Aucun directeur d’ESMS ne peut éluder, à un moment ou à un autre, la question de l’attitude à adopter en cas de signalement d’un harcèlement sexuel. Certes, les lois, les arrêtés, les circulaires ministérielles donnent un cadre général et théorique. Mais, en pratique, comment gérer une telle situation de nature à déstabiliser l’établissement ?
La première tentation à laquelle il ne faut pas céder est de vouloir étouffer l’affaire en espérant qu’elle s’arrêtera d’elle-même. Ce serait là le meilleur moyen de provoquer l’explosion car une rumeur ou une information se propage et s’embrase comme une flammèche se transforme en incendie au contact d’une matière inflammable. Et la matière en question est hautement sensible. En outre, l’inaction peut déboucher sur une mise en cause judiciaire de l’établissement ainsi que du directeur.

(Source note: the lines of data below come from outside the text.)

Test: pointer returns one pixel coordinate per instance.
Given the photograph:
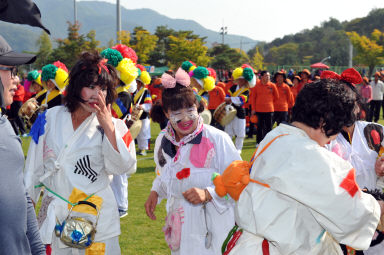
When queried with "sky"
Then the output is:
(262, 20)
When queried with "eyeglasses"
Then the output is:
(12, 69)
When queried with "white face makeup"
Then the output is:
(184, 121)
(90, 96)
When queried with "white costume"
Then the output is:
(205, 151)
(312, 205)
(361, 154)
(76, 164)
(239, 96)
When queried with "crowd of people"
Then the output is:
(306, 175)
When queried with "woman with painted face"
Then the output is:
(74, 149)
(187, 153)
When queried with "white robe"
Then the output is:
(306, 210)
(220, 215)
(104, 160)
(358, 154)
(363, 160)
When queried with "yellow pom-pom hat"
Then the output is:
(56, 73)
(245, 72)
(125, 67)
(204, 77)
(144, 76)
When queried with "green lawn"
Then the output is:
(139, 234)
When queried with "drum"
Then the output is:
(29, 111)
(206, 116)
(224, 114)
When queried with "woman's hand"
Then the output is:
(196, 196)
(379, 166)
(150, 205)
(103, 112)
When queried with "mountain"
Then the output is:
(101, 17)
(328, 39)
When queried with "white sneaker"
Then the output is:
(122, 213)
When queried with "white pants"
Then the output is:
(119, 187)
(144, 135)
(237, 128)
(249, 243)
(375, 250)
(112, 247)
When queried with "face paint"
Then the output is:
(184, 121)
(90, 96)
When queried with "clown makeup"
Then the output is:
(90, 95)
(184, 121)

En réalité, il faut anticiper la situation. Pour David Caramel, avocat spécialiste en droit du travail, de la santé et de la protection sociale au barreau de Nîmes, « il faut mettre en place un process interne » qui transforme le directeur en juge d’instruction menant une enquête à charge et à décharge.
Pour ce faire, David Caramel préconise la création d’une commission paritaire – composée de représentants du personnel et de la direction – qui entendra les parties prenantes : d’une part, la « victime », ou le témoin si le signalement a été fait par un tiers, et, d’autre part, la personne mise en cause. Ces auditions font l’objet d’un compte rendu signé par les protagonistes. Ce point est important dans la mesure où cette signature atteste de l’action de la direction et engage la responsabilité de chacun des acteurs qui – le cas échéant – pourrait être convaincu de faux témoignage ou de dénonciation calomnieuse.

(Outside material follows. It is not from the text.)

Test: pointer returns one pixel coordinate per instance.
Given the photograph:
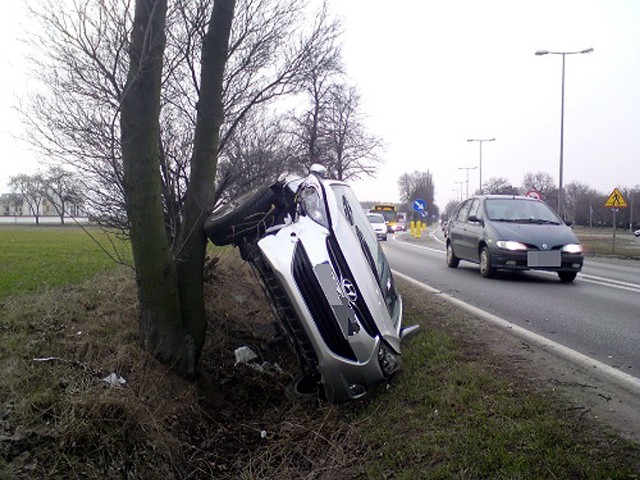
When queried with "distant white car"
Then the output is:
(379, 225)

A l’issue de l’enquête, les faits sont avérés ou pas. Dans la seconde hypothèse, l’affaire peut s’arrêter là, au prix de mesures de réorganisation interne visant à ce que plaignant, témoins et mis en cause ne soient plus en situation de travailler ensemble ni d’être en contact. Cependant, ce « classement sans suite interne » ne prive en rien le plaignant ou la plaignante – qui maintient ses accusations – de saisir la justice par une main-courante ou le dépôt d’une plainte. Il faut comprendre que cette enquête interne n’est pas une justice privée. Il s’agit d’une médiation visant à dégonfler une éventuelle fausse affaire, préservant l’établissement et le directeur d’être accusés de couvrir des faits délictuels.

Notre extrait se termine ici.